What is it about being a woman or a man that particularly heightens our risks of being affected by certain issues/​problems?

Women comprise 50% of the country’s population. We live in a country which has some of the most gender-inequitable development indicators. Skewed child sex ratios, low female literacy and particularly low literacy rates among certain social groups, high levels of violence against women, high levels of maternal mortality rates particularly in rural areas of some parts of our country, invisibility of women’s work, lesser mobility, lower autonomy in decision-making, lower female participation in the labour force as well as lower political participation and excess burden of certain diseases are some of the gendered development challenges that demand that we view these problems using a framework that privileges gender and its relationship to other indicators of social stratification such as caste, class, religion, region and other marginalities.

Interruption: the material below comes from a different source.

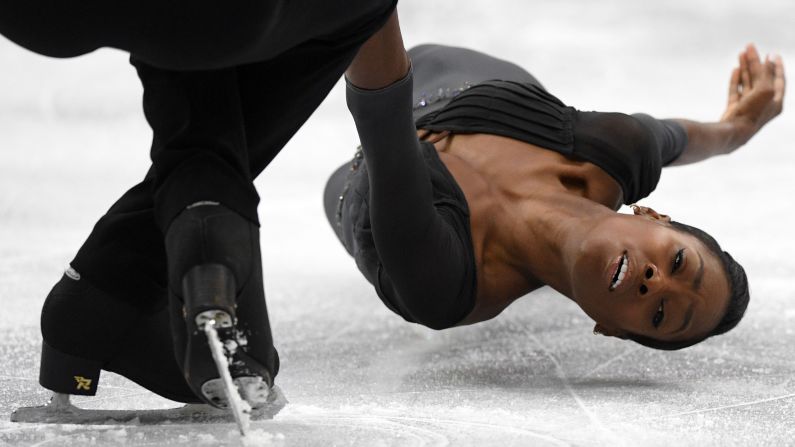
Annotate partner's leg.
[35,7,394,402]
[0,0,397,70]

This course will also explore whether these risks are distributed equally among all men and
all women or are certain groups of men and/​or women at an increased disadvantage
and if so why would this be the case? Since an understanding of gender issues is a
critical component of any program in Development, this course offers 4th semester
students the chance to engage with gender issues substantively with a focus on
development issues.

This course has two components: the first part aims at exploring gender’ both as
lived experience and as a category of analysis. It will trace how gender relations
have constituted and been constituted by the wider set of social, economic and
political relations- historically as well as in contemporary times. The second part
will clearly illustrate the ways in which unequal gender relations affects and is
impacted by development policies, practices and agendas.